A dog barks as it leaves the topmost apartment of the northern end of the building. Nurminen, eightytwo years old resident of the flat responds with loud goodbyes and also farewells the people now guiding the dog towards the elevator. Both parties close doors and along with the disappearances the stairway empties. A couple of months earlier the apartment door was often ajar, and the guest whose voices emanated to the stairway was his spouse who due to the increasingly difficult disease did no longer remember she was home and thought she was supposed to be somewhere else. The cause of the disconcerting sounds turned out to be clicks of a shackle lock unopened and her wondering why she can't go home, a quest that would require mental travel instead of physical, although considering the utmost formation of things mental and physical can hardly be separated. Slowly build since birth, the connections between signals and recollections inside the mind had started to disintegrate, the memories that had linked the concept of home to the attributes that defined it to her had become brittle and were falling away.

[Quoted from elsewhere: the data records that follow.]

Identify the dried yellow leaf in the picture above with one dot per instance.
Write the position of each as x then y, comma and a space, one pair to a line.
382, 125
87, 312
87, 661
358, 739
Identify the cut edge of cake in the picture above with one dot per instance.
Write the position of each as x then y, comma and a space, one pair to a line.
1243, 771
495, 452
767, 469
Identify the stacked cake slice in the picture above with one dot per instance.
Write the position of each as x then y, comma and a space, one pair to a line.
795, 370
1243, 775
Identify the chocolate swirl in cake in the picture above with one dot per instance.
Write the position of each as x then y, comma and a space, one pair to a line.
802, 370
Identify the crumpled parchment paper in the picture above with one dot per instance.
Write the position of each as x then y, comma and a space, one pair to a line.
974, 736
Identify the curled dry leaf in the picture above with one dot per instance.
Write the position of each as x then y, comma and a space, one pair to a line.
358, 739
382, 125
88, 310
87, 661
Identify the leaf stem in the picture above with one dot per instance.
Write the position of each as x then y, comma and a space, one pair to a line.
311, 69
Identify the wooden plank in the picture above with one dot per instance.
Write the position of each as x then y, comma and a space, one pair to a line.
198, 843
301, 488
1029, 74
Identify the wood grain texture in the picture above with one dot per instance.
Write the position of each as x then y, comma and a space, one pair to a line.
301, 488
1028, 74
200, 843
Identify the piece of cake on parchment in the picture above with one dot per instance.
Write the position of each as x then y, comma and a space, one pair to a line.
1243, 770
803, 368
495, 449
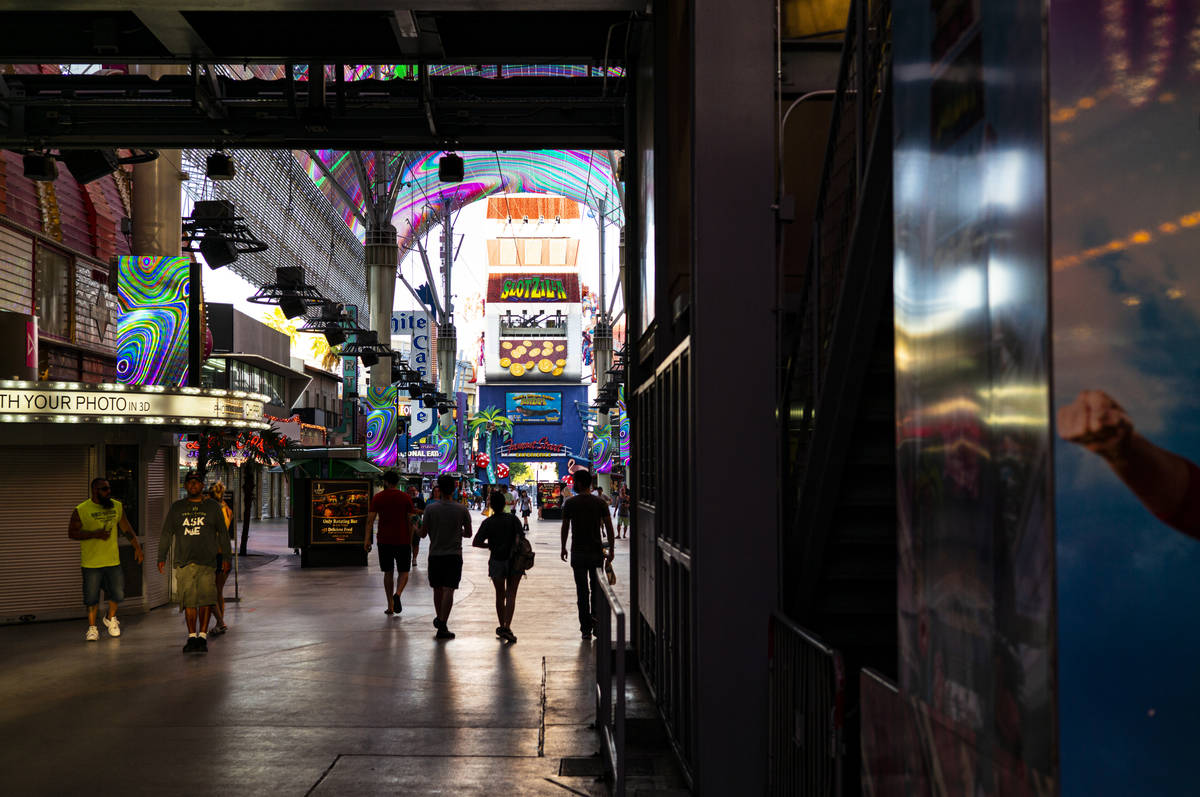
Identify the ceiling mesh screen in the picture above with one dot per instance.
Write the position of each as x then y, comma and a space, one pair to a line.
299, 235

The speech still had the determined descending melody but the content of the sentence was like a flock of dogs trying to herd each other not knowing where to go. Do dogs stay together as they drift along? I sure do hope so.

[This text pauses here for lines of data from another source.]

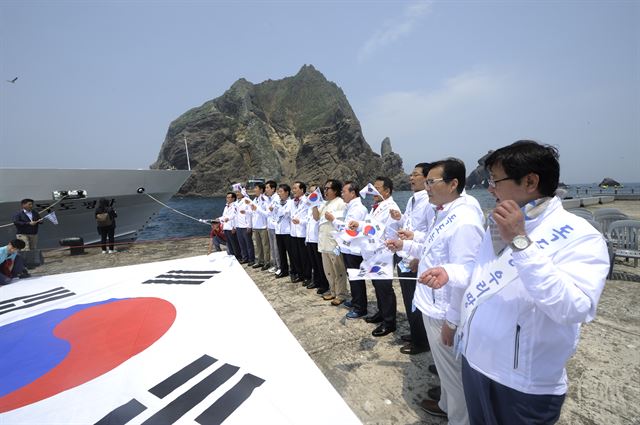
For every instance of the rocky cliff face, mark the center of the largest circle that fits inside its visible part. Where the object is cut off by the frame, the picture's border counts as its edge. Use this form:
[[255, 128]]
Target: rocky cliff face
[[297, 128], [479, 177]]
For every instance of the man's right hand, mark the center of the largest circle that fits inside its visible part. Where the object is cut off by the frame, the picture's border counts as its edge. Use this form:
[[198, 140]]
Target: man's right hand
[[405, 234], [435, 277], [394, 245]]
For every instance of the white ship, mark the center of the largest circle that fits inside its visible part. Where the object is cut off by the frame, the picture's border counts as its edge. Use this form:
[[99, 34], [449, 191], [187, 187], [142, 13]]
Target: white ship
[[76, 217]]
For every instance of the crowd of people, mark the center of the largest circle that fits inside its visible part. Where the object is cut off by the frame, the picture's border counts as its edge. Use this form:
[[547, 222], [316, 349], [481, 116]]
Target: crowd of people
[[498, 300]]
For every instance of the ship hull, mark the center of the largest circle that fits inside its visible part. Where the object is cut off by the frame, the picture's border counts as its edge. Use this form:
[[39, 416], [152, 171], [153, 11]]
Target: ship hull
[[76, 217]]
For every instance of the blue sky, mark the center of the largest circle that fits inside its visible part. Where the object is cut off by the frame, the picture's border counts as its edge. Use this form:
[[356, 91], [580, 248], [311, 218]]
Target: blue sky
[[100, 82]]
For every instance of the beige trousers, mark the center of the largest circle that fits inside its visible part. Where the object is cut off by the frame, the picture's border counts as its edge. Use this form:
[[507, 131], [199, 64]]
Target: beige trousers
[[336, 275], [261, 243]]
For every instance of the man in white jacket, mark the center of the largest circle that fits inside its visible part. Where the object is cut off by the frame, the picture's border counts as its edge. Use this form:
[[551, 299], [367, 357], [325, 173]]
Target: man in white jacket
[[538, 276], [453, 239]]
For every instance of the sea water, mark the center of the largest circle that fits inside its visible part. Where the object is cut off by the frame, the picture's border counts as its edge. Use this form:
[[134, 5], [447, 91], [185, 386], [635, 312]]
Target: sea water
[[167, 224]]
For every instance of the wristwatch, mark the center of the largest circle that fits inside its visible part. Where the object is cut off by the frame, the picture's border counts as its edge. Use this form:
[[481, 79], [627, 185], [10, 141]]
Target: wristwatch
[[520, 242]]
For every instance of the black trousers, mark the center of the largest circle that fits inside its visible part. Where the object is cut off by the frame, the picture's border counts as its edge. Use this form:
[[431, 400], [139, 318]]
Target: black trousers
[[284, 248], [301, 258], [358, 287], [107, 232], [233, 246], [386, 299], [491, 403], [319, 278], [416, 324]]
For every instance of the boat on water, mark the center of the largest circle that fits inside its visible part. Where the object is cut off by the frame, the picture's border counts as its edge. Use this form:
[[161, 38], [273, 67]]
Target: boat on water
[[74, 194]]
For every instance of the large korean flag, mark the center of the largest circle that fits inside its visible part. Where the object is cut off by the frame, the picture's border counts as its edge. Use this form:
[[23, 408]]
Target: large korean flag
[[182, 341]]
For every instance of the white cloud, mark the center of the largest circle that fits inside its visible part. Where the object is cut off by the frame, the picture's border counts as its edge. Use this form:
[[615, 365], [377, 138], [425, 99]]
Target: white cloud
[[476, 111], [447, 121], [394, 29]]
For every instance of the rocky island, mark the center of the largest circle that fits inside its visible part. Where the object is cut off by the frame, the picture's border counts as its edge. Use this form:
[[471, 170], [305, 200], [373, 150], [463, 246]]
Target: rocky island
[[296, 128]]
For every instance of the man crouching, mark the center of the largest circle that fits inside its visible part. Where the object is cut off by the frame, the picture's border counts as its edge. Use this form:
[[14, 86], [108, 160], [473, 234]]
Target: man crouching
[[11, 264]]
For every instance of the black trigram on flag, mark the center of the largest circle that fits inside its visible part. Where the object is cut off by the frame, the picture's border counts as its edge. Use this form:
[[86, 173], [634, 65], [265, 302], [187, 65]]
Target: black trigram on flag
[[215, 414], [183, 277], [27, 301]]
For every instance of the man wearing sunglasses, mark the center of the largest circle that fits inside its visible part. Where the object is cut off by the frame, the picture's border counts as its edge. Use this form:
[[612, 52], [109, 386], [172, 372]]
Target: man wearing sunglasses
[[453, 238], [537, 277]]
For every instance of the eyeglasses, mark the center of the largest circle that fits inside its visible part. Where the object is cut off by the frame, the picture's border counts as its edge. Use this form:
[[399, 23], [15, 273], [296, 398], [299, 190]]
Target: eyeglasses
[[431, 182], [493, 182]]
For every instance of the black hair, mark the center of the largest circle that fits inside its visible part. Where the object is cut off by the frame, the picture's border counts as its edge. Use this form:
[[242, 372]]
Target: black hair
[[17, 243], [353, 186], [336, 185], [452, 168], [272, 184], [527, 156], [285, 187], [425, 167], [386, 183]]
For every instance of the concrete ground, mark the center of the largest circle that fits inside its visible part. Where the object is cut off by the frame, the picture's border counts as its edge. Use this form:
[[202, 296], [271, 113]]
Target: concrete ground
[[384, 386]]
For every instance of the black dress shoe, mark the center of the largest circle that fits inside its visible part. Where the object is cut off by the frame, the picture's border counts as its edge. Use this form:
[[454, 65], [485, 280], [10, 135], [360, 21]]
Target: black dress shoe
[[434, 393], [376, 318], [411, 349], [382, 330]]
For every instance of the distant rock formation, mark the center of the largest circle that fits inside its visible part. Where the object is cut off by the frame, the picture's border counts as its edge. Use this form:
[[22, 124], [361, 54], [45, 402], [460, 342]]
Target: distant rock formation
[[479, 177], [609, 182], [296, 128], [392, 166]]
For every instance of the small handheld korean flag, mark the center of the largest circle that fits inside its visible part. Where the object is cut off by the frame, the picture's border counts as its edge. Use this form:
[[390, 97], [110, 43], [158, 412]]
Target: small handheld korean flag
[[52, 217], [315, 198], [369, 189]]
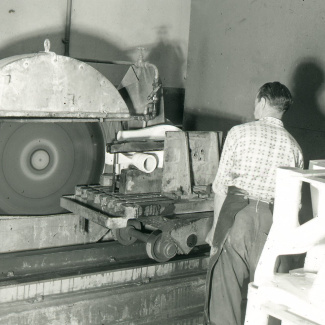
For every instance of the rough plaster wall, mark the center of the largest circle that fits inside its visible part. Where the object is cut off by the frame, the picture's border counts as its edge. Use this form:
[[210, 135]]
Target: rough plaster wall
[[237, 45], [104, 30]]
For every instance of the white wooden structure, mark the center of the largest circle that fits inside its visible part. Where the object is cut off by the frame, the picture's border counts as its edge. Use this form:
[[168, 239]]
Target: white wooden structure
[[299, 296]]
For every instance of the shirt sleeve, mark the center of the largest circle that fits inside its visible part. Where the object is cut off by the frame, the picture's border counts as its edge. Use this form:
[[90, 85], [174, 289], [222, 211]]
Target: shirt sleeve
[[224, 174]]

Behind a door and a half of a wall Appu Jasu lies in his bed and hears the barking and the loud but well-meaning incomprehensible speech of his neighbor only in rising and falling pitch. After the stairway has emptied the only thing left there is the low hum of the elevator, but in the apartment the sound of the maple leaves behind the open window simultaneously strengthen. The sound floats the body outside, hovering among the branches in the air. It is not noon yet. Besides the bed in the inset of the room, wrapped in foam rubber, silk paper and glossy plastic, are artworks from an exhibition held this summer. Lined with blue paddings are three large photographs framed with dark varnished wood, whose small pigment dots build up pictures in which appears seventy-five small pieces of cardboard, in which are printed dates that indicate back and forth travels during several years' time. In the travels conditions vary from black air to light traversing every hue. In front of the framed photographs packed in glossy plastic is a one hundred and ten centimeters long and wide photograph, where above immersing blue background is a dense circle made of hair, a strong and even consistent shape, creating a vortex that entwines itself around the darkness. The glossy plastic has the name
Rita Anttila hand written on it with a marker. Aside the big packages there is a small cardboard box that holds twentyfour little photographs in which a shadow of an airplane that is seen from a window of an airplane approaches slowly until the plane and the shadow connect as their tires touch the asphalt.

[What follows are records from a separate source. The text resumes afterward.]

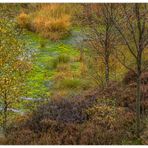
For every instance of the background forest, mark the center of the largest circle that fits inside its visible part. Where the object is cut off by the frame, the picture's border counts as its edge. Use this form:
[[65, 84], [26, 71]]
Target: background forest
[[73, 74]]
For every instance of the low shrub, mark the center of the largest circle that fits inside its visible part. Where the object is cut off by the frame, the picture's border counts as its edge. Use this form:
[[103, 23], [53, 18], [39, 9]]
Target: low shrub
[[61, 59]]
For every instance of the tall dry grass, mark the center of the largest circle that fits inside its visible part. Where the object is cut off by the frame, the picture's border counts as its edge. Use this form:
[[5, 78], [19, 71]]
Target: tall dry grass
[[52, 21]]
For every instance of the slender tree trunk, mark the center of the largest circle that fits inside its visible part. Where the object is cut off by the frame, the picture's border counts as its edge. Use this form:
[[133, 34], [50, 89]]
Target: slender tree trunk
[[138, 100], [107, 69]]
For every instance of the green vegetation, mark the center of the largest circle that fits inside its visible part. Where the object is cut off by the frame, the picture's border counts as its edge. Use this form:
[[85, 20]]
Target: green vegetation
[[73, 74]]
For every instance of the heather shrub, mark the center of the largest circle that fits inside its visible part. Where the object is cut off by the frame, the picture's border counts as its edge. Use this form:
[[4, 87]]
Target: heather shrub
[[61, 59]]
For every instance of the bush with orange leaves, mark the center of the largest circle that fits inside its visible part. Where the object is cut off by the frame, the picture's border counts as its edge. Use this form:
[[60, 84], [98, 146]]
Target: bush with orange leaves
[[23, 20]]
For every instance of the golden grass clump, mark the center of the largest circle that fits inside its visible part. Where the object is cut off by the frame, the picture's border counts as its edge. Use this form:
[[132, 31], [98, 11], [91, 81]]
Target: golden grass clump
[[51, 21]]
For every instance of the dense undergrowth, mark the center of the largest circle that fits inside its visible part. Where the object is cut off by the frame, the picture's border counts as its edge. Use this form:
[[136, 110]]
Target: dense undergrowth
[[67, 98]]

Now the barking emanates into the apartment through the open window. The dog has advanced down in the elevator, then towards the front door in the lobby and through the door outside, and its voice now travels correspondingly back but in an inverted shape, first up from the ground along the facade of the building then making a ninety degree turn in from the open window into the apartment, all the way to its farthest wall. The window gives a view of a yard confined by adjacent apartment buildings, by the other side of which lies a short road. On the sidewalk of the road walks an elderly woman carrying a bag with the logo of Montreal Canadiens ice hockey team on it.
A bit later dog's (dog number two) barking is heard from behind a tall wall in the outskirts of the city. Dog barks at the cyclists driving by, who see the dog as a nearly continuous vision that forms from the short sequential flashes seen from the gaps of the fence, likes frames of a film. The sound rings out uninterrupted. The other cyclist remarks that despite the barking the dog is waggling its tail, indicating it might not be totally furious after all.
The cyclists are moving without a plan, imperceptibly following a loud but distant sound of music drifting from an unclear direction. They are in the western side of the city, in an area that rests bordered by a railroad making a soft turn of ninety degrees. One road they follow ends up into an empty sand field restricted by a barrier, another one ends to a fence siding the railroad. The music comes from a direction straight on the other side of the railroad, from a direction where a fox is running on the other side of the tracks. Allured by the fox and the music they climb first one barrier to the tracks and then over another into yet another empty sand field. The fox is not visible anymore, but the music is audible louder than before, its direction now clearer but still wide, a direction where only adjancet fields, woods and a power line can be seen, not one building nor a human. Appu imagines that the source of the sound must be somewhere in the middle of the woods, and that if you'd go search it you'd have to walk a long way during which it feels like the amplitude of the music would increase inside your head but the distance from it would stay the same, like the reverberation/echo contained in the sound which in this case builds up from hundreds or thousands of trees, kilometers of grass, moss and dry twigs, random deer and hare, hills and trenches, would be included in the sound inherently already in the point where it comes into existence, not only in the ears of an arbitrary listener kilometers away. Finally the walker would arrive to the spot where the sound arises, but instead of a speaker or a vocal cord there would be only empty air, and what might look like vibrations from the power of the sound waves. They climb over one bank, see only more fields and woods, and decide to give up searching. They hear the music, but can't seem to find it.